OBJECTIVE:The purpose of this unit is to explore the meaning of "public health" in the nineteenth-century. Who was responsible for protecting the health and well-being of the community when an epidemic disease threatened? How did Americans respond to such threats? In what ways (and why?) are their responses different from what we might expect today? Cholera was one of the most feared of the epidemic diseases, and it provides a good vehicle through which to examine the public health responses the nineteenth century.
Begin by reading the student summary of Charles Rosenberg's study of three cholera epidemics in mid-century New York City, The Cholera Years.
What distinguished one New York epidemic from another? At a minimum, consider the explanation of the disease (who or what was responsible), the view at the time of the contagion of the disease, the various treatments for cholera, and the public health response to cholera.

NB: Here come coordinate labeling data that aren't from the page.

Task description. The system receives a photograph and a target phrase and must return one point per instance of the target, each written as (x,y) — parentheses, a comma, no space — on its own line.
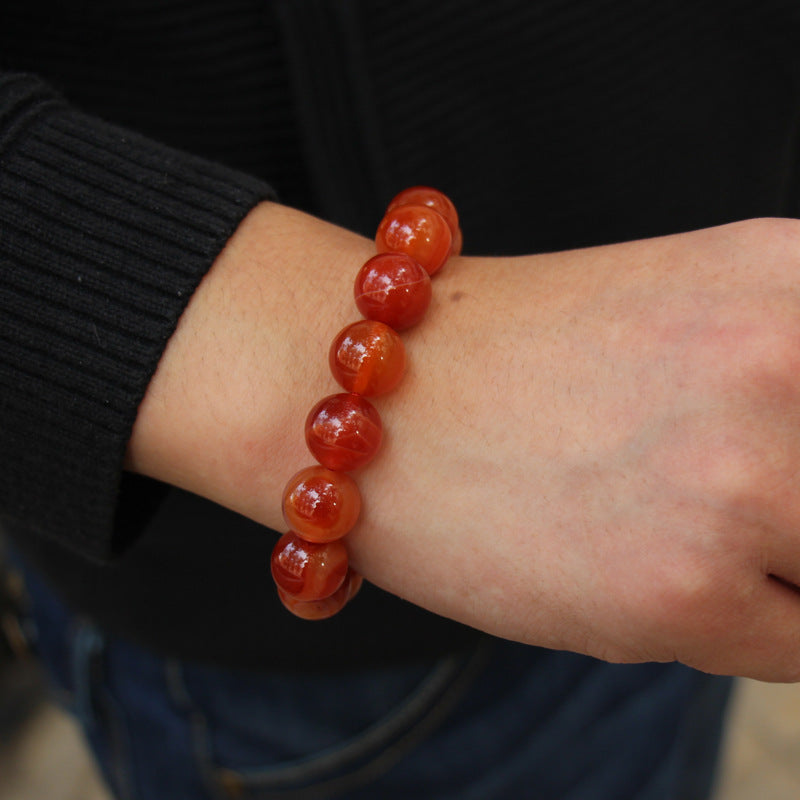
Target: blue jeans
(502,721)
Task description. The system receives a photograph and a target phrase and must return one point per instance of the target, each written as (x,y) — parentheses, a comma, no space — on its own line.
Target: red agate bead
(427,196)
(308,571)
(328,606)
(394,289)
(418,231)
(343,431)
(368,357)
(321,505)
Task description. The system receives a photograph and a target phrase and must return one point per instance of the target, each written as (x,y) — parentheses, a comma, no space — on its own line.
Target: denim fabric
(502,721)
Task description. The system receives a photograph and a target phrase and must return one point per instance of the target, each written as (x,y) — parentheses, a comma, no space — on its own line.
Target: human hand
(594,450)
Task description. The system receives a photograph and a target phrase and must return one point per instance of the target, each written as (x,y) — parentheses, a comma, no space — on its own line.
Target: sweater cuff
(104,236)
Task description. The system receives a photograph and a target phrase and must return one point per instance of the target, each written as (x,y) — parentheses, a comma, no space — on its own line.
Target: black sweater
(551,124)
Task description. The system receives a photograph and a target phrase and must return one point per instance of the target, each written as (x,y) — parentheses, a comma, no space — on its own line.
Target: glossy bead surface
(328,606)
(321,505)
(368,358)
(418,231)
(343,432)
(308,571)
(394,289)
(427,196)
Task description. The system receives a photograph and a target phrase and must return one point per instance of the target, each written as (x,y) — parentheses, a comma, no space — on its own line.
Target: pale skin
(594,450)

In 1854 (between the second and third appearances of cholera in New York) John Snow, a most important figure in the history of public health, mapped the presence and spread of cholera in London and changed thinking about the cause and treatment of the disease.
Cholera spread across the continent each time it reached the United States. In what ways was the problem defined and dealt with differently in other regions of the country during the nineteenth century?
While in 1854 John Snow made us aware of how cholera is transmitted, the disease can still reach epidemic proportions in parts of the world, most recently in Latin America.